HSG Krefeld verwandelt Yayla Arena in Handball-Hotspot für 5.000 Fans
Stefanie GeißlerHSG Krefeld verwandelt Yayla Arena in Handball-Hotspot für 5.000 Fans
Handball-Team der HSG Krefeld bereitet sich auf Großereignis in der Yayla Arena vor
Rund 5.000 Fans werden erwartet, wenn die HSG Krefeld ihr nächstes wichtiges Spiel in der Yayla Arena bestreitet. Erstmals findet das Turnier in der zweiten Liga unter neuen Wettbewerbsregeln statt. Vereinsverantwortliche und Sponsoren blicken optimistisch auf den Erfolg der Veranstaltung und ihre Auswirkungen auf die lokale Sportlandschaft.

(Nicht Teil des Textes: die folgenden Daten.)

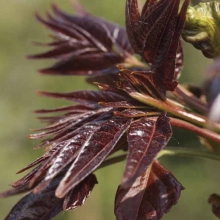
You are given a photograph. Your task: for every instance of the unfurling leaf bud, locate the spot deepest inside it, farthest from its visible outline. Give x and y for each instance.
(202, 28)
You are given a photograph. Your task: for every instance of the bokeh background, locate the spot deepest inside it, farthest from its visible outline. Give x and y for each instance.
(19, 81)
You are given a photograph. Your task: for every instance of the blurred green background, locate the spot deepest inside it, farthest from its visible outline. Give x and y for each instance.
(19, 82)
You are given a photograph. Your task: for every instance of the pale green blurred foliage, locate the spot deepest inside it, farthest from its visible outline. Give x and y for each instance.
(18, 84)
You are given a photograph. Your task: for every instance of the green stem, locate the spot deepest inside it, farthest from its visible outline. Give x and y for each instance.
(180, 151)
(173, 110)
(113, 160)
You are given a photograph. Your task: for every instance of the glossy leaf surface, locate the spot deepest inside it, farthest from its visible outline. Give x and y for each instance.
(150, 197)
(155, 35)
(151, 136)
(93, 153)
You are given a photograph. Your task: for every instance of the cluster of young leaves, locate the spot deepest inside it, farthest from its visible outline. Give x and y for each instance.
(129, 113)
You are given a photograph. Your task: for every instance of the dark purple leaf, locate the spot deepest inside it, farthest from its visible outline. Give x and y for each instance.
(155, 35)
(78, 195)
(93, 152)
(87, 97)
(65, 156)
(44, 205)
(152, 195)
(214, 200)
(151, 136)
(84, 44)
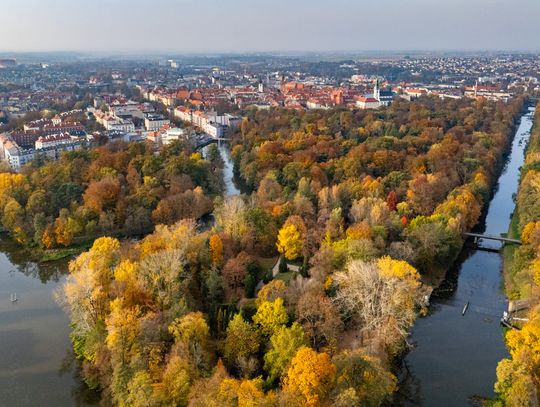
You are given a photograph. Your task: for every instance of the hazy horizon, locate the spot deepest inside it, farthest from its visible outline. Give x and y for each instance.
(279, 26)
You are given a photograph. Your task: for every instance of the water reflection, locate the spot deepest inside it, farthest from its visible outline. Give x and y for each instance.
(454, 356)
(34, 335)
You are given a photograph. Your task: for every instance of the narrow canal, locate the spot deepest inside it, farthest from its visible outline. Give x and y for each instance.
(36, 358)
(454, 356)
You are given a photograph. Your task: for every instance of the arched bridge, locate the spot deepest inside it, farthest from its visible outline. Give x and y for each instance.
(504, 240)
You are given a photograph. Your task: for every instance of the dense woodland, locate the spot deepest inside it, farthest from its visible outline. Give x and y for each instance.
(518, 377)
(116, 189)
(366, 205)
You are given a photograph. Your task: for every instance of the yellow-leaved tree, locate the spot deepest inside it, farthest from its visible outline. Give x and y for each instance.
(290, 242)
(310, 377)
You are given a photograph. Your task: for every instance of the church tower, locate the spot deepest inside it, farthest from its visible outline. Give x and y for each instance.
(376, 90)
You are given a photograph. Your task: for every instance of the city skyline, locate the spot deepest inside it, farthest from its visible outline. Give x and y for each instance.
(188, 26)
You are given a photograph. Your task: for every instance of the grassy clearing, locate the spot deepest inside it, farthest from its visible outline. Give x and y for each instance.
(63, 253)
(287, 277)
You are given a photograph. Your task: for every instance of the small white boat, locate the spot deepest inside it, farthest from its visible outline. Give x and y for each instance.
(465, 308)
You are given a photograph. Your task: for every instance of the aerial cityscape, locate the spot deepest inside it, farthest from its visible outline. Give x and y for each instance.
(270, 203)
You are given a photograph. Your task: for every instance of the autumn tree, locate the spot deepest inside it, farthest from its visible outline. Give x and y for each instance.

Die Idee, ein Spiel in der Yayla Arena auszutragen, geht auf Simon Krivec zurück, den Vorsitzenden des Vereins, der den Vorschlag vor vier Jahren einbrachte. Er ist überzeugt, dass der Abend ein spannendes Handball-Erlebnis wird. Die Vorbereitungen begannen bereits am Dienstag, als Bodenbelag, Tore und Veranstaltungstechnik in die Arena gebracht wurden.
Das jährliche Handball-Event in Krefeld hat in den letzten Jahren kontinuierlich an Bedeutung gewonnen. Frühere Spiele in der Arena zogen große Zuschauerzahlen an – im Schnitt 5.309 Besucher bei drei Partien, darunter 7.468 beim Duell gegen den TV Aldekerk und 5.300 beim Match gegen den TV Korschenbroich. Für das anstehende vierte Spiel am 28. März werden erneut über 5.000 Fans erwartet.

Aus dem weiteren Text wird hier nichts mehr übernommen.